W starych budynkach zazwyczaj brakuje izolacji poziomej i pionowej lub jest ona uszkodzona, co powoduje, ze mury zaczynają nasiąkać wilgocią. Ilość wody absorbowanej przez mury uzależniona jest od porowatości materiału budowlanego oraz od stopnia wilgotności podłoża.

Górna granica zawilgocenia murów uzależniona jest od zagęszczenia kanałów kapilarnych w materiale budowlanym oraz od możliwości odparowywania wody. Im szczelniejszy tynk pokrywający mur, tym większa wysokość nasiąkania murów, ponieważ utrudnione jest odparowywanie wody. Orientacyjna wysokość podciągania wody z gruntu wynosi najczęściej około 1,5 metra nad poziom gruntu, maksymalnie do 5-6 metrów. Wilgoć może być podciągana kapilarnie w warunkach jednakowej temperatury gruntu, wody i muru do wysokości nie większej niż 0, 5-1, 0 m.
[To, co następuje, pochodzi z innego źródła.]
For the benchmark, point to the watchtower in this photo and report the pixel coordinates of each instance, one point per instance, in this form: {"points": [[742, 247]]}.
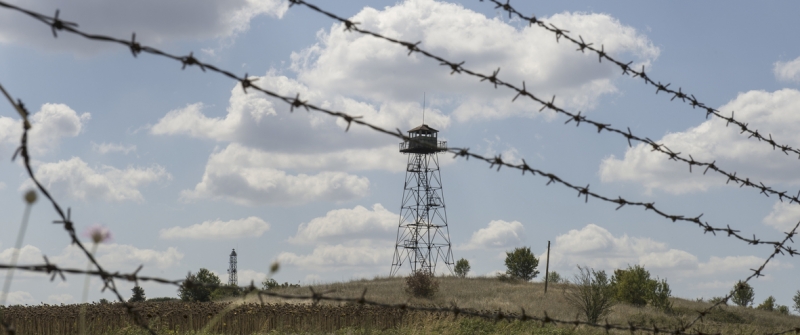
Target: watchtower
{"points": [[423, 237], [232, 279]]}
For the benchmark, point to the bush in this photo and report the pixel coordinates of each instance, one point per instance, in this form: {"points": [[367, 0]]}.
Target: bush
{"points": [[138, 294], [421, 284], [554, 278], [796, 300], [633, 285], [591, 293], [742, 294], [194, 287], [462, 268], [521, 264], [767, 305]]}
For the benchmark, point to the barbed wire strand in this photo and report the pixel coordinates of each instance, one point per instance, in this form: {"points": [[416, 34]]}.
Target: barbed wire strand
{"points": [[627, 70], [246, 82], [578, 118], [296, 102], [66, 221]]}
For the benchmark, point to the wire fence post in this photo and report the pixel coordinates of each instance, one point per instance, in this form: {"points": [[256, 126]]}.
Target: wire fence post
{"points": [[547, 268]]}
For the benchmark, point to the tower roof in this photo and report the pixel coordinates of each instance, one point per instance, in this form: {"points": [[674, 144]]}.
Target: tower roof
{"points": [[423, 127]]}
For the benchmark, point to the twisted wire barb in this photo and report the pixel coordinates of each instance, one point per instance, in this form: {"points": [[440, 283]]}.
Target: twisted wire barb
{"points": [[296, 103], [66, 221], [316, 297], [628, 70]]}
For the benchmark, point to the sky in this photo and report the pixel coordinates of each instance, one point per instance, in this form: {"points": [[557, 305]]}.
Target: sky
{"points": [[182, 166]]}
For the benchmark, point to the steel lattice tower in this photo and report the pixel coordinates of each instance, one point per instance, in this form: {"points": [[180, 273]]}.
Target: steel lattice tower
{"points": [[232, 278], [423, 237]]}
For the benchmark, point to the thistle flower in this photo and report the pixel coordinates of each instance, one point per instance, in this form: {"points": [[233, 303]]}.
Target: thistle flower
{"points": [[98, 234]]}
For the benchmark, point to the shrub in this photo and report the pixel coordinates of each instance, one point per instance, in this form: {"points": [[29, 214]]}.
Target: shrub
{"points": [[767, 305], [138, 294], [194, 287], [742, 294], [633, 285], [462, 268], [554, 278], [591, 293], [660, 296], [421, 284], [520, 263], [796, 300]]}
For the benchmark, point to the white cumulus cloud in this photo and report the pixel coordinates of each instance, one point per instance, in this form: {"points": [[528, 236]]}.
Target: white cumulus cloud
{"points": [[714, 141], [346, 224], [49, 125], [787, 71], [218, 229], [76, 179], [235, 175], [498, 234], [346, 63]]}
Jednak w warunkach naturalnych posadowienia budynku występują w stosunku do warunków laboratoryjnych istotne różnice polegające na tym, że temperatura gruntu oraz muru w danym czasie jest mocno zróżnicowana w zależności od pory roku, a nawet i w ciągu doby.
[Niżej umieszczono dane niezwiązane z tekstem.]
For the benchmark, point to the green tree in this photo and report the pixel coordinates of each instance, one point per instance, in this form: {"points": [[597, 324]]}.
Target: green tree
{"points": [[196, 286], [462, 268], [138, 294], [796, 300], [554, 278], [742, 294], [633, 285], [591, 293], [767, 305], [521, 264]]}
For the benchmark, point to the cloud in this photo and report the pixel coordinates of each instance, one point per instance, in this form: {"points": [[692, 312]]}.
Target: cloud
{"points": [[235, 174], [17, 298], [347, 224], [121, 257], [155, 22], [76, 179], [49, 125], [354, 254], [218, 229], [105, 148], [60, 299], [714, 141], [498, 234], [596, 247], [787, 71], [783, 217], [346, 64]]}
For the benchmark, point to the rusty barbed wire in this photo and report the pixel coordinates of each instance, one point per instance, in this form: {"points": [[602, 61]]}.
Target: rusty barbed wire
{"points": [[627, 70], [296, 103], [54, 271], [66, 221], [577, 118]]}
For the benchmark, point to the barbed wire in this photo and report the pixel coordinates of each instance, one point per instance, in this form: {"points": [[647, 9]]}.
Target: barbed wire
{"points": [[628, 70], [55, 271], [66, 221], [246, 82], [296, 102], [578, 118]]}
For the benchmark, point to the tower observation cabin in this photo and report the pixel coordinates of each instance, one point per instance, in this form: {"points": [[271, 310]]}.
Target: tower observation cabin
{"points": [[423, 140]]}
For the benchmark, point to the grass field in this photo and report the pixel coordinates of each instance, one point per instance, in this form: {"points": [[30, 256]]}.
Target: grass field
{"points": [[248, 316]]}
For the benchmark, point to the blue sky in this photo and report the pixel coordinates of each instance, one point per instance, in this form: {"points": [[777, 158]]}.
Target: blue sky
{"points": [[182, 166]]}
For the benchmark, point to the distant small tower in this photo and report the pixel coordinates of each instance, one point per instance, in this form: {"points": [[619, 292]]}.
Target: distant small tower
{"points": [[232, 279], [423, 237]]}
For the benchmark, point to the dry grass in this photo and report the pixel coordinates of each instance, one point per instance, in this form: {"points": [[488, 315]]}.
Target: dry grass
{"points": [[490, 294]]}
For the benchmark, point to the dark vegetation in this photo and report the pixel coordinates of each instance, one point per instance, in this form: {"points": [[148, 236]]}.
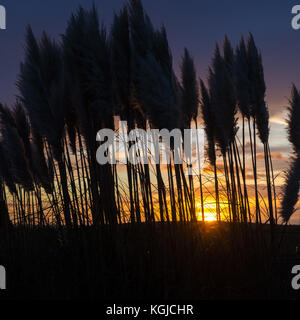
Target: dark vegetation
{"points": [[71, 228]]}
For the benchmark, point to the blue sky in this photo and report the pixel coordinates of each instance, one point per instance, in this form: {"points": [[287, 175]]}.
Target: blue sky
{"points": [[195, 24]]}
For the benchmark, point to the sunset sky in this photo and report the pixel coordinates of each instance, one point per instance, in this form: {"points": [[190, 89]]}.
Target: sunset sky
{"points": [[195, 24]]}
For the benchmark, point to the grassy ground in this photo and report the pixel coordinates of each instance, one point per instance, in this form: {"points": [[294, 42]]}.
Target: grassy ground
{"points": [[184, 261]]}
Bardzo rzadko zdarza się, aby zawilgocenie budynku powstało tylko z jednej przyczyny. Najczęściej przyczyn jest kilka i to niezależnych od siebie.

Aby skutecznie przeprowadzić remont wilgotnych murów konieczne jest najpierw dokładne określenie przyczyn zawilgocenia, następnie usunięcie tych przyczyn, a dopiero potem przystąpienie do prac budowlanych. Bardzo rzadko udaje się „zakryć” wilgoć, ponieważ przy krystalizacji soli mineralnych występują siły podobne jak przy zamarzaniu wody: tynk odpada, płytki pękają, woda w murze jest wypychana wyżej, a grzyby i pleśnie rozwijają się dalej.
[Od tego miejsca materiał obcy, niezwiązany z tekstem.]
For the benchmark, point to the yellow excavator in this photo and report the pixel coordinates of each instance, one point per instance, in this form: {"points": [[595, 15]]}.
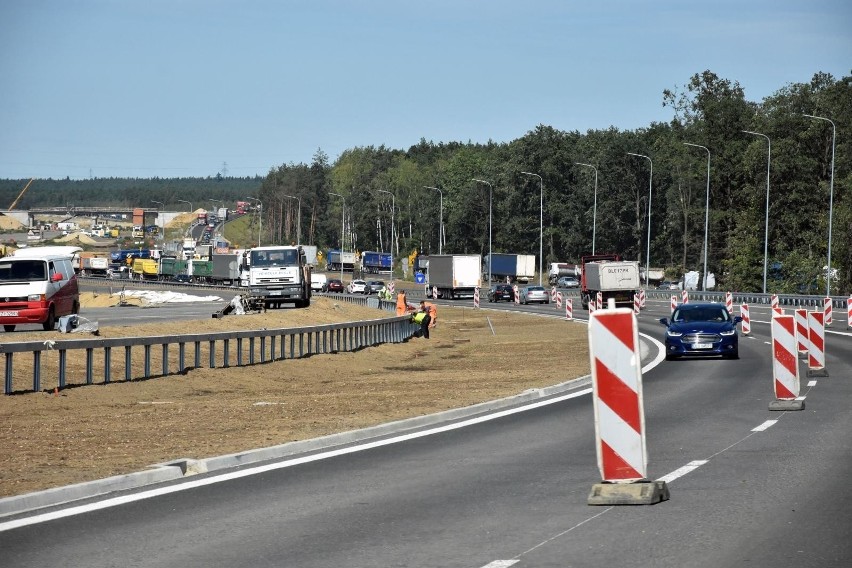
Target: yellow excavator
{"points": [[20, 195]]}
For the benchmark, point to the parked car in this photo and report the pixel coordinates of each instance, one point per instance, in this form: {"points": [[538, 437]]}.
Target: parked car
{"points": [[501, 292], [701, 329], [567, 282], [534, 294], [333, 285], [375, 287], [318, 281], [357, 287]]}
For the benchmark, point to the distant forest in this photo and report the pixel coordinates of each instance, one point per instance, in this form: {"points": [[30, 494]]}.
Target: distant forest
{"points": [[702, 173]]}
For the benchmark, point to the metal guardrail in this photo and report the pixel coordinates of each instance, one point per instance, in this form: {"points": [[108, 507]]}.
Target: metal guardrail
{"points": [[76, 363]]}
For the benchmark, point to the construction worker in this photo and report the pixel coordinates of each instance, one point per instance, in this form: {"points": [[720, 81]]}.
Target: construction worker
{"points": [[401, 304], [425, 322], [433, 313]]}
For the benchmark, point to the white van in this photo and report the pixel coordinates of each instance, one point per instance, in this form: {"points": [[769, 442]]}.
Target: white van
{"points": [[37, 287]]}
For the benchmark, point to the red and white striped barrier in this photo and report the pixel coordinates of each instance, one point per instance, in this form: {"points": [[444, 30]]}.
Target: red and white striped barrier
{"points": [[801, 316], [618, 403], [816, 345], [776, 308], [745, 326], [785, 362], [619, 412]]}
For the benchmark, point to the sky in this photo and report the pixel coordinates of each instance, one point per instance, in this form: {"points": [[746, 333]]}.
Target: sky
{"points": [[196, 88]]}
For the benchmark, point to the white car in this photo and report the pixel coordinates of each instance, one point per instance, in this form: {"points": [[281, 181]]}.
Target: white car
{"points": [[357, 287]]}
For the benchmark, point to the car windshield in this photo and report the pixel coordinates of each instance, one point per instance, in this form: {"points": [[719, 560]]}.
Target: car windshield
{"points": [[23, 270], [700, 313]]}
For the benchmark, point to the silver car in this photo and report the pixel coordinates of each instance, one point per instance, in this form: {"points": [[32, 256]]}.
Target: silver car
{"points": [[534, 294]]}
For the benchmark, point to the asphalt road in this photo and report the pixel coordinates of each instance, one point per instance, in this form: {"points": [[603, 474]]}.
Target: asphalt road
{"points": [[761, 488]]}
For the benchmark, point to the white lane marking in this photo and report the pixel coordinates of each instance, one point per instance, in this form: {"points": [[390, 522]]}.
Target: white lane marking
{"points": [[681, 471], [764, 426], [151, 493]]}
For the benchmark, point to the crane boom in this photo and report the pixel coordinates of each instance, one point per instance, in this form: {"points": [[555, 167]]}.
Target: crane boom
{"points": [[20, 195]]}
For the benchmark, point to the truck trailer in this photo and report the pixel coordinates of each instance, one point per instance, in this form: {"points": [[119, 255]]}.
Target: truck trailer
{"points": [[510, 267], [455, 275], [375, 262], [612, 277]]}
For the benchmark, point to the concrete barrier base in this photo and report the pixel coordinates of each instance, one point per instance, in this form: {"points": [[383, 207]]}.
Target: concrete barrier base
{"points": [[637, 493], [787, 405]]}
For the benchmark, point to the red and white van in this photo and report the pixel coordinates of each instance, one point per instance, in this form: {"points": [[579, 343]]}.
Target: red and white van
{"points": [[38, 285]]}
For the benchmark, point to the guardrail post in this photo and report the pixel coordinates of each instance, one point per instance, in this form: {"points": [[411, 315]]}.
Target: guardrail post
{"points": [[90, 365], [147, 360], [36, 371], [128, 367], [7, 388], [107, 364]]}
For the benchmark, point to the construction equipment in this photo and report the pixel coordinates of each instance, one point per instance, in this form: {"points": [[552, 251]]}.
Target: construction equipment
{"points": [[20, 195]]}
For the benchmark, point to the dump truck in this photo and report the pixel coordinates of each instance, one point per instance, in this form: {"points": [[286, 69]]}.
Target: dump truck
{"points": [[454, 275], [612, 277], [510, 267]]}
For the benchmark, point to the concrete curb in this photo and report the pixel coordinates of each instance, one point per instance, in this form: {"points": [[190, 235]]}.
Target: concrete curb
{"points": [[184, 467]]}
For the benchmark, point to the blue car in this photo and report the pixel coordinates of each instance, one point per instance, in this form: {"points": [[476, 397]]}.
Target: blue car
{"points": [[701, 329]]}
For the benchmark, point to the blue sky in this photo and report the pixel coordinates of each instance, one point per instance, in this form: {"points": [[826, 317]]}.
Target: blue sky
{"points": [[177, 88]]}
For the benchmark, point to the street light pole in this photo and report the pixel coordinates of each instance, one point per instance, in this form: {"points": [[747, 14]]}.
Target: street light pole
{"points": [[706, 211], [648, 245], [259, 217], [490, 195], [393, 225], [441, 222], [766, 216], [830, 199], [540, 224], [299, 221], [595, 209], [342, 230]]}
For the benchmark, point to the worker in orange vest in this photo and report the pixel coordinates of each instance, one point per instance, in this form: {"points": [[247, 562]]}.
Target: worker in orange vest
{"points": [[401, 303], [433, 313]]}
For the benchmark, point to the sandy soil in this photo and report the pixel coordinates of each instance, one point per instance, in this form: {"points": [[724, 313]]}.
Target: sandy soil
{"points": [[84, 433]]}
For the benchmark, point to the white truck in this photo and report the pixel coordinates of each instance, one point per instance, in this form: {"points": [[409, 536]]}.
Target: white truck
{"points": [[612, 277], [277, 275], [454, 275]]}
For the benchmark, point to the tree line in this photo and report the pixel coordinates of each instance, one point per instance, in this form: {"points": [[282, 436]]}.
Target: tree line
{"points": [[349, 202]]}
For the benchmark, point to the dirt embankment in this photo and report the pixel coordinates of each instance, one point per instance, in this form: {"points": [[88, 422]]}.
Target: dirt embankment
{"points": [[90, 432]]}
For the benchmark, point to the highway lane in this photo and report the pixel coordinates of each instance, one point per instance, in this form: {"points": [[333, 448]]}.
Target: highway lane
{"points": [[514, 489]]}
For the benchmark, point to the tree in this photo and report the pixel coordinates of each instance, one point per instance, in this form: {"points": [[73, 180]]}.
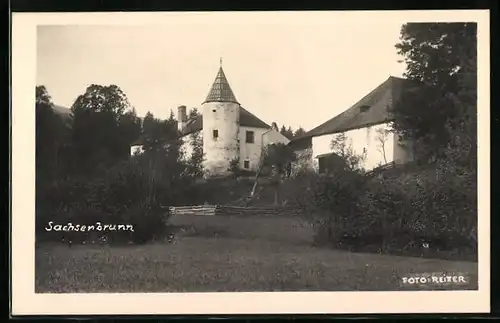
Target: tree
{"points": [[381, 138], [101, 117], [342, 148], [278, 157], [197, 156], [443, 57], [51, 138]]}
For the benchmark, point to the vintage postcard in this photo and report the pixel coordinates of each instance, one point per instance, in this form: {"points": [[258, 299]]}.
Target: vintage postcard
{"points": [[250, 162]]}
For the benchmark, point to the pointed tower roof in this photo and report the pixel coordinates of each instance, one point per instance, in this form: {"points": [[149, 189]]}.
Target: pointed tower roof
{"points": [[221, 91]]}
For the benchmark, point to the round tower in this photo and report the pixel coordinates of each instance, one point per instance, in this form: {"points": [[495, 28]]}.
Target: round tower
{"points": [[221, 114]]}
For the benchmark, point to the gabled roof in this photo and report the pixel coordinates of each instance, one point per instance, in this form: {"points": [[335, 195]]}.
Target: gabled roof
{"points": [[372, 109], [220, 90]]}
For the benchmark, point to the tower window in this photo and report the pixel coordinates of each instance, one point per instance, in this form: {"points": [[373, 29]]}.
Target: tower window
{"points": [[364, 108], [250, 137]]}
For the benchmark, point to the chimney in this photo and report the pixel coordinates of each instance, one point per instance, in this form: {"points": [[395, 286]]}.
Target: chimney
{"points": [[181, 117]]}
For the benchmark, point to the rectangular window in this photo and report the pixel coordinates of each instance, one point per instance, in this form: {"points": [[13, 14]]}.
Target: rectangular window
{"points": [[250, 137], [364, 108]]}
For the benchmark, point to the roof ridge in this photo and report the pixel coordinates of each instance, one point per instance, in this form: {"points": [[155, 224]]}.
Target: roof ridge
{"points": [[353, 105]]}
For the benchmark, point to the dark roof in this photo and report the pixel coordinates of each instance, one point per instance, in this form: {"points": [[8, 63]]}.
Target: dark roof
{"points": [[372, 109], [220, 90]]}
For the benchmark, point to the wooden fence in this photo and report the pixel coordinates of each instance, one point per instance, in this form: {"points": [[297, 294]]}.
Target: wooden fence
{"points": [[207, 210]]}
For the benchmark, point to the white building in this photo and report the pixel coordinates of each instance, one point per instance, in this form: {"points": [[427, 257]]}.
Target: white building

Różne przyczyny zawilgocenia budynku:

  • brak izolacji poziomej lub pionowej
  • pochylenie terenu na budynek
  • powódź
  • nieszczelne rynny lub rury spustowe
  • wysokie zasolenie ścian
  • zamulenie drenażu
  • duże, nieczynne przewody kominowe
  • przerwana izolacja
  • pęknięta rura spustowa pod ziemią
  • zbyt cienkie ściany (przemarzanie)
  • kondensacja pary wodnej na rurach
  • zła eksploatacja pomieszczeń
  • słaba wentylacja pomieszczeń
  • przeciek z instalacji wod-kan.
  • wysoki poziom wód gruntowych
  • błędny dobór materiałów
  • błędny dobór technologii
  • niefachowe wykonawstwo
  • przemakanie ścian – złe farby i tynki

Jeżeli budynek taki nie posiada uszczelnienia lub stare uszczelnienie nie spełnia swego zadania, to wilgoć z podłoża może bez przeszkód przesiąkać do substancji budowlanej i doprowadzić do znacznych zniszczeń w tynkach i przekroju ścian. Jeżeli konstrukcja budynku zawiera elementy drewniane to wilgoć może doprowadzić do powstania siedliska grzyba domowego. To jeden z największych szkodników drewna, mogący w krótkim czasie doprowadzić do zniszczenia całego budynku. Jego szybko rosnąca grzybnia może bez trudu przenikać także mineralne materiały budowlane. Jeżeli wraz z wilgocią dostarczona zostanie odpowiednia ilość ciepłą, to powierzchnie ścian zasiedlą kolonie pleśni. Wilgoć w pomieszczeniu wprowadza niekorzystny mikroklimat i niszczy substancję budowlaną. W celu ochrony przed tymi niekorzystnymi zjawiskami należy odtwarzać brakujące izolacje.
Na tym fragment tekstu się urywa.